House Republicans and Senate Democrats are pressing competing but broadly similar plans to pair an increase in the nation’s $14.3 trillion borrowing cap limit with spending cuts and to create a special committee to recommend bigger savings for a vote later this year.

The chief difference is the size of the immediate increase in the debt limit. Senate Democratic leader Harry Reid’s $2.7 trillion debt increase plan would keep the government afloat into 2013, while Republican House Speaker John Boehner’s $900 billion increase would require action next year.

Highlights of the competing plans:

DEBT INCREASE

House GOP: Immediate $900 billion increase in the debt limit; $1.6 trillion more would be made available after enactment of up to $1.8 trillion in future spending cuts.

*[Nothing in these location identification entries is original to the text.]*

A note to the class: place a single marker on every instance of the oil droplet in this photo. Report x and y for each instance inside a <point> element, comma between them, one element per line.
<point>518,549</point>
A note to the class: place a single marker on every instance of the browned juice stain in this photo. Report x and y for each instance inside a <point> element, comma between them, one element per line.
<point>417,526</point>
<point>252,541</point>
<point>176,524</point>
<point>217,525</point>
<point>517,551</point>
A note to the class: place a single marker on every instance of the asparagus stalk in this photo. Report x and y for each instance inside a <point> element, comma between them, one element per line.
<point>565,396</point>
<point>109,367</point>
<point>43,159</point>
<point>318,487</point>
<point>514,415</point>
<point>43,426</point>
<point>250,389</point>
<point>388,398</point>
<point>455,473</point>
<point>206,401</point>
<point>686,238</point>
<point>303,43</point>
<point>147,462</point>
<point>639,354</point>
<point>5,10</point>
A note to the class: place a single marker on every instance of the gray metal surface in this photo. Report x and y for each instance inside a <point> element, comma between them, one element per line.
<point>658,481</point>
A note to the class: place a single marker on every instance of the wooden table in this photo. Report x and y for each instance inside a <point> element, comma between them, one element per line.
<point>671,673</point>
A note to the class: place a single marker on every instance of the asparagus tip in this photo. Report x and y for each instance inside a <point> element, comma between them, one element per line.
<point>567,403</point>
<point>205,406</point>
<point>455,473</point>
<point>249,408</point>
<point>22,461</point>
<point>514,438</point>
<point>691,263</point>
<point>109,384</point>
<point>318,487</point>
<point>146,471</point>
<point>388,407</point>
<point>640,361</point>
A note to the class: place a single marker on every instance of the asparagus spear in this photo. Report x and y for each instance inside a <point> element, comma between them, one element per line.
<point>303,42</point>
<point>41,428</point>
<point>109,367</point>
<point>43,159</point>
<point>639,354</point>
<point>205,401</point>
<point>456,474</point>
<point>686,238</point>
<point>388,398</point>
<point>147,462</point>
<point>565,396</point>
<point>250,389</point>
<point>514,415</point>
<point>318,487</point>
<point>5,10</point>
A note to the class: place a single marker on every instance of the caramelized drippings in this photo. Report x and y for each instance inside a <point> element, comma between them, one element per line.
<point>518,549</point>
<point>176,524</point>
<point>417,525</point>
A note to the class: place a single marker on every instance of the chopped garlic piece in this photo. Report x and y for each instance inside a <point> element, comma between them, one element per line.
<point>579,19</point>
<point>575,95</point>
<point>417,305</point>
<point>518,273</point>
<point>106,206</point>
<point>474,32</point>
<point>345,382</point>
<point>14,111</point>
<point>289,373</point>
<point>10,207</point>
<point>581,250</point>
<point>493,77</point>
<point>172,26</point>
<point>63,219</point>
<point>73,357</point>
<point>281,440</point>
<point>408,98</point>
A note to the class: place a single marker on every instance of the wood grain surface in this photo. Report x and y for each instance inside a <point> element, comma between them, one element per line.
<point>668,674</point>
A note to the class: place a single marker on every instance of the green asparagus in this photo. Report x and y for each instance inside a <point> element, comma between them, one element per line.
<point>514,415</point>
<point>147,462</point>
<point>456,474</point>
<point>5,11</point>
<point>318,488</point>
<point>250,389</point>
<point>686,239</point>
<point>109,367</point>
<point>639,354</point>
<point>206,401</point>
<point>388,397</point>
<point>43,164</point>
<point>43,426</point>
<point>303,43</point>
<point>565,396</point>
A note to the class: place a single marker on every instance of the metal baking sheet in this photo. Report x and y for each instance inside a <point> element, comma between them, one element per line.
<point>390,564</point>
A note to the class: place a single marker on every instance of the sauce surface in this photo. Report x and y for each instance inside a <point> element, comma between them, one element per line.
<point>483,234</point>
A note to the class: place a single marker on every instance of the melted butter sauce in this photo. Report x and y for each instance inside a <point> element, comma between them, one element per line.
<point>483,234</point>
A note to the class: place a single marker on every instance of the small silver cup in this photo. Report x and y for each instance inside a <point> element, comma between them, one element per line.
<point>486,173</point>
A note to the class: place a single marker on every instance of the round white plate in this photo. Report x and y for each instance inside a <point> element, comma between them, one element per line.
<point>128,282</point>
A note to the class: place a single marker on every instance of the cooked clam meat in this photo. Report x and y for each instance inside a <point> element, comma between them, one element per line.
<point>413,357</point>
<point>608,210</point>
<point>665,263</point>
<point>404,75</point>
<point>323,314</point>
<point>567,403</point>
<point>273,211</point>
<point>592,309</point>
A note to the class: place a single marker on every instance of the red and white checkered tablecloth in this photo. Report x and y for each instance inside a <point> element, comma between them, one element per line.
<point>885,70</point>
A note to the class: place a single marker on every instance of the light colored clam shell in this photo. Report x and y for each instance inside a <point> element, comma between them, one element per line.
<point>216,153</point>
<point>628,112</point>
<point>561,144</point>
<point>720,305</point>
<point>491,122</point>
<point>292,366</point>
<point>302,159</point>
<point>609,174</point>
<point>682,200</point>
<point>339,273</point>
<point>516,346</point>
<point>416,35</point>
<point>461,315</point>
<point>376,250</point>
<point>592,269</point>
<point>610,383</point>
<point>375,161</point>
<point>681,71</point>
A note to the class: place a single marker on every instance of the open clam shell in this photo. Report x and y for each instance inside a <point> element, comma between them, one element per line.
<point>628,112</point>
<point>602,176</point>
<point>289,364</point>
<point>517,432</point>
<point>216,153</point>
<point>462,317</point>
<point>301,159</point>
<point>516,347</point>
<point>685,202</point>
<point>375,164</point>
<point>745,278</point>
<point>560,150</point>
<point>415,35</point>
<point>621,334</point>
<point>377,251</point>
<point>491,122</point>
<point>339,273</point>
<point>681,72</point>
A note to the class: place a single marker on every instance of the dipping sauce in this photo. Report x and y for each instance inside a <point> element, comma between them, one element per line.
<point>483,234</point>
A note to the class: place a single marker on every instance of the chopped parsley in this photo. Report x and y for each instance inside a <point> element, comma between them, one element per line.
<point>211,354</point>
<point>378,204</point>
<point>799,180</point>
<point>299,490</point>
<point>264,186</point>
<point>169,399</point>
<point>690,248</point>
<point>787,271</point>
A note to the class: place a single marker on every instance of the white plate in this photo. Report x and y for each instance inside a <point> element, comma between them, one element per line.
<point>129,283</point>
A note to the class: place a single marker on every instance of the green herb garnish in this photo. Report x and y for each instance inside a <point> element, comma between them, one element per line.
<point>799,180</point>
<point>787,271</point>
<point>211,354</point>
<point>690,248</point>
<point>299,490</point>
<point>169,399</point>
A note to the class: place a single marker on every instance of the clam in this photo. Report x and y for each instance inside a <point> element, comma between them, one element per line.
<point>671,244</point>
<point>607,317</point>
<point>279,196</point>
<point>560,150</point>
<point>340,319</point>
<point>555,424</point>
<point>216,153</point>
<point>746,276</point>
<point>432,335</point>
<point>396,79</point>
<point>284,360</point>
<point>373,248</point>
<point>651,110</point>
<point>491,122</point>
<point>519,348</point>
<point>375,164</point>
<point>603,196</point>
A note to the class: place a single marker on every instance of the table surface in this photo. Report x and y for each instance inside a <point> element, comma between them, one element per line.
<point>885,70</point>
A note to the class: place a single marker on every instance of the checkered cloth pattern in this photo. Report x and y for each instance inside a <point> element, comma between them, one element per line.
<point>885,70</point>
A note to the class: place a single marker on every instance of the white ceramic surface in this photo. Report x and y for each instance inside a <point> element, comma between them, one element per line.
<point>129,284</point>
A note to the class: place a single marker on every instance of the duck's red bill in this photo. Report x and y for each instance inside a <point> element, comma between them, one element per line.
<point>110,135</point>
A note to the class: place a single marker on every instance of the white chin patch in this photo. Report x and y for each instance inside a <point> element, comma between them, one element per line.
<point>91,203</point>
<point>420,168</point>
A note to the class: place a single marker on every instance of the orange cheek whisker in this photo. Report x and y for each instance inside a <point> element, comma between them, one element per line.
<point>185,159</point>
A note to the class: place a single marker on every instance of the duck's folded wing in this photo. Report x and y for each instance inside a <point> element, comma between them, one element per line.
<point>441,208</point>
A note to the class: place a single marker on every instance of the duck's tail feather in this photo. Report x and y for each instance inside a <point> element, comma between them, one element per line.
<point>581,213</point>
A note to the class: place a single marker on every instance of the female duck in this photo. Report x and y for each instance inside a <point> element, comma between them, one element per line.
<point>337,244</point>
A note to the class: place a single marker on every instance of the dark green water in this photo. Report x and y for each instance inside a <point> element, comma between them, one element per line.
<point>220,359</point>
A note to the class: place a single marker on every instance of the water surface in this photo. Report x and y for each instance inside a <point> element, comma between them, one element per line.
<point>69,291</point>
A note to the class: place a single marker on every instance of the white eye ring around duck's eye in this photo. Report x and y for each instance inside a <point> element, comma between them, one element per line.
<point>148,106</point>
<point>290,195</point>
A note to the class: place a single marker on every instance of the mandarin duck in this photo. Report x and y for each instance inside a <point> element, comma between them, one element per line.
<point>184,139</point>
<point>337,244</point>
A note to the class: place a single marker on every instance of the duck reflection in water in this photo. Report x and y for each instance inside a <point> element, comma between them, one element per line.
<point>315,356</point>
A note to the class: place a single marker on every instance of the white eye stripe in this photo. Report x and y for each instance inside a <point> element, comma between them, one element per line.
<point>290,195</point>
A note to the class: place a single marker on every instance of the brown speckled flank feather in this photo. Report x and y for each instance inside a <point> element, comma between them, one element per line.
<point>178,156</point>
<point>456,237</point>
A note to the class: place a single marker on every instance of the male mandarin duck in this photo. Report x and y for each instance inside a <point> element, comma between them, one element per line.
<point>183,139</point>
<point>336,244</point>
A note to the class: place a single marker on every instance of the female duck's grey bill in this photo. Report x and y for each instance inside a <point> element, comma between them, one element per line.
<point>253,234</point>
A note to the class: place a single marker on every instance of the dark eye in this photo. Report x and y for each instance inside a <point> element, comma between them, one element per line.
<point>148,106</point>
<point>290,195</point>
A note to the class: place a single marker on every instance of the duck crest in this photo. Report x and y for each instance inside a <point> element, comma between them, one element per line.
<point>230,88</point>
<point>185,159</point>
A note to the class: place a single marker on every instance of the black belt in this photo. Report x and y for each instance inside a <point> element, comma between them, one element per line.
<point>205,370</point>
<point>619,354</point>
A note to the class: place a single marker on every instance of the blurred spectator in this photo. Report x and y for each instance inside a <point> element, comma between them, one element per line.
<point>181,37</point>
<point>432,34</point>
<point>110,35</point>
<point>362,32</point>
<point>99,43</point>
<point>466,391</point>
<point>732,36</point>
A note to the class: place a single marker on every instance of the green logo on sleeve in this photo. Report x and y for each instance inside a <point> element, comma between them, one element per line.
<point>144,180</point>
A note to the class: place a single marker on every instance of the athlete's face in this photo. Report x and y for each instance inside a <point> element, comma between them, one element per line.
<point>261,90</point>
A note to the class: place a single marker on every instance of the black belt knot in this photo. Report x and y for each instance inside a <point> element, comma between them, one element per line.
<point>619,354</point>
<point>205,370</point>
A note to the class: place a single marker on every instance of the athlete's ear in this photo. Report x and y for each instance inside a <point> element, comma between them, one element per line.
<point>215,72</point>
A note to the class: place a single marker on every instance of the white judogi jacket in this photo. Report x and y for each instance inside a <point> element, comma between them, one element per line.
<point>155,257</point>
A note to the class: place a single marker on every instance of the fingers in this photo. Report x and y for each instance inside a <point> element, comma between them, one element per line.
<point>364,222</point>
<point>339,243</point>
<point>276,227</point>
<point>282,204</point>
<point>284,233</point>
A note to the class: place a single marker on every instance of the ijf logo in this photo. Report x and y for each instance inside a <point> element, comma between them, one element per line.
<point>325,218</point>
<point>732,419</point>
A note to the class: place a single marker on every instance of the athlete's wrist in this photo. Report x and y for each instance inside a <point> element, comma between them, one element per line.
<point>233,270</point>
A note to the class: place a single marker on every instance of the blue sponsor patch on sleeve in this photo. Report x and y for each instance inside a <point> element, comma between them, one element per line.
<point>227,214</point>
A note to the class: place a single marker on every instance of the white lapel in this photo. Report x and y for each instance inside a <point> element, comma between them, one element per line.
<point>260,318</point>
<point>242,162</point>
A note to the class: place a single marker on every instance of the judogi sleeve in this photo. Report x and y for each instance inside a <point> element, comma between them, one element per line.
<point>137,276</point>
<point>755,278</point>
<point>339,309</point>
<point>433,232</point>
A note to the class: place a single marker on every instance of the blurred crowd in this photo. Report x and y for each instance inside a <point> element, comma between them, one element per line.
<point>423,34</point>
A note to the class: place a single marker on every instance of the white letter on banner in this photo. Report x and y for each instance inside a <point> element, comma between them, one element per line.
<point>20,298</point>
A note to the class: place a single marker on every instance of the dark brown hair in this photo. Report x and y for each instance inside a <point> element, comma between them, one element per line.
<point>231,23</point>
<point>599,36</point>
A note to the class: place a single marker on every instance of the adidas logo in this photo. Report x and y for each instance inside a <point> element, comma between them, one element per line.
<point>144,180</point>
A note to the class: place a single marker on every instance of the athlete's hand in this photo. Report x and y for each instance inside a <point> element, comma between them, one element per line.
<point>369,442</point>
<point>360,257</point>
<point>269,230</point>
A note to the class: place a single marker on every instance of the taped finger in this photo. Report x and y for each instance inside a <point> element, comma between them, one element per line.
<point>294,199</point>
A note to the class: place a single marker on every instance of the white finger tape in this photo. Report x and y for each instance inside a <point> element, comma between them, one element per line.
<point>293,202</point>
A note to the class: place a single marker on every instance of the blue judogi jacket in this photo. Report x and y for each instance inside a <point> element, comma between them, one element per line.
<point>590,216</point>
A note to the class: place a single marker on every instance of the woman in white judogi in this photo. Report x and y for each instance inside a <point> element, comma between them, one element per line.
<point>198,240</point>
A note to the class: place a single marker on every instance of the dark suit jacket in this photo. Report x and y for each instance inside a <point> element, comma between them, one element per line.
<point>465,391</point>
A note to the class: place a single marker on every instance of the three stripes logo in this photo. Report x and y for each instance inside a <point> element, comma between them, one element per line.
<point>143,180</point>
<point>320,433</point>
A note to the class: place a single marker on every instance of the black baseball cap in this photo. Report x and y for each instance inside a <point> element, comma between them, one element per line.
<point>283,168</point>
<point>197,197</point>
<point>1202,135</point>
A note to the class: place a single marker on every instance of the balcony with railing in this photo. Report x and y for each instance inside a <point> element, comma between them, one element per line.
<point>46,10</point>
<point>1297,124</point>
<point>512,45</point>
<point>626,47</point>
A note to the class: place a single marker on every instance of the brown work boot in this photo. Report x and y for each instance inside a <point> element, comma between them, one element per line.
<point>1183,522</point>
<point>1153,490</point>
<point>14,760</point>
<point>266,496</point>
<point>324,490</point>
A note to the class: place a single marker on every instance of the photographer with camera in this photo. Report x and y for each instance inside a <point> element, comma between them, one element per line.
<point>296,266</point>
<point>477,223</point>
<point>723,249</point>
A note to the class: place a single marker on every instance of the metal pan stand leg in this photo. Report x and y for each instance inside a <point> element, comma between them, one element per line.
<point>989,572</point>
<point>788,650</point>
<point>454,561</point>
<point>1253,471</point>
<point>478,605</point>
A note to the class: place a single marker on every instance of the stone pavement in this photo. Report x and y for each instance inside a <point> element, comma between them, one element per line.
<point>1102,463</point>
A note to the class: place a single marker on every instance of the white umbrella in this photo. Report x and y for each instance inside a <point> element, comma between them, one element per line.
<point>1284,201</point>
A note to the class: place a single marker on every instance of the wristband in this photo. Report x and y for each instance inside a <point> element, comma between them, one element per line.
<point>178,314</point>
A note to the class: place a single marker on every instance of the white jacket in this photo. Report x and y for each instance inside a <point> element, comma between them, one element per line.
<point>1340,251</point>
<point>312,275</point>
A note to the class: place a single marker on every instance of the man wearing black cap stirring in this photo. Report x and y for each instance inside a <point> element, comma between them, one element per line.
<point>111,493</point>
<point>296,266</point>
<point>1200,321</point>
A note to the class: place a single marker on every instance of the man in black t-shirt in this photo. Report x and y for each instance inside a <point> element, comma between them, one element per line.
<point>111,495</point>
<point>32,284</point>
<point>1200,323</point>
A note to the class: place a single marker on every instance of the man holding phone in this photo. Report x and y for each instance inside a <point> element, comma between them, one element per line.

Senate Democrats: Immediate $2.7 trillion debt limit increase.

SPENDING `CAPS’

House GOP: Cuts $756 billion over 10 years from the day-to-day operating budgets of Cabinet agencies. Caps new spending at $1.043 trillion in 2012, $7 billion below 2011 levels. Total cuts of $917 billion, including interest savings.

Senate Democrats: Nearly identical caps on agency budgets. Saves $1 trillion more by assuming steep cuts in war funding. Total cuts of $2.2 trillion, including interest savings.

SPECIAL COMMITTEE

House GOP: Creates a 12-person, House-Senate bipartisan committee evenly divided between the political parties; charged with producing up to $1.8 trillion in deficit cuts. If a majority of the committee agrees on a plan, it would receive a vote in both the House and the Senate.

Senate Democrats: Nearly identical provisions. The panel would be instructed to seek deficit cuts sufficient to bring the deficit down to about 3 percent of the size of the economy.

OTHER

House GOP: Requires a vote on a balanced budget amendment to the Constitution; “program integrity” initiatives aimed at stemming abuses in benefits programs like Social Security; $17 billion in funding for Pell Grants for low-income college students, financed by curbs in student loan subsidies.

Senate Democrats: Similar Pell Grant provisions and more extensive program integrity initiatives; reduced “direct payments” to farmers; $15 billion in revenues from auctions of electromagnetic spectrum.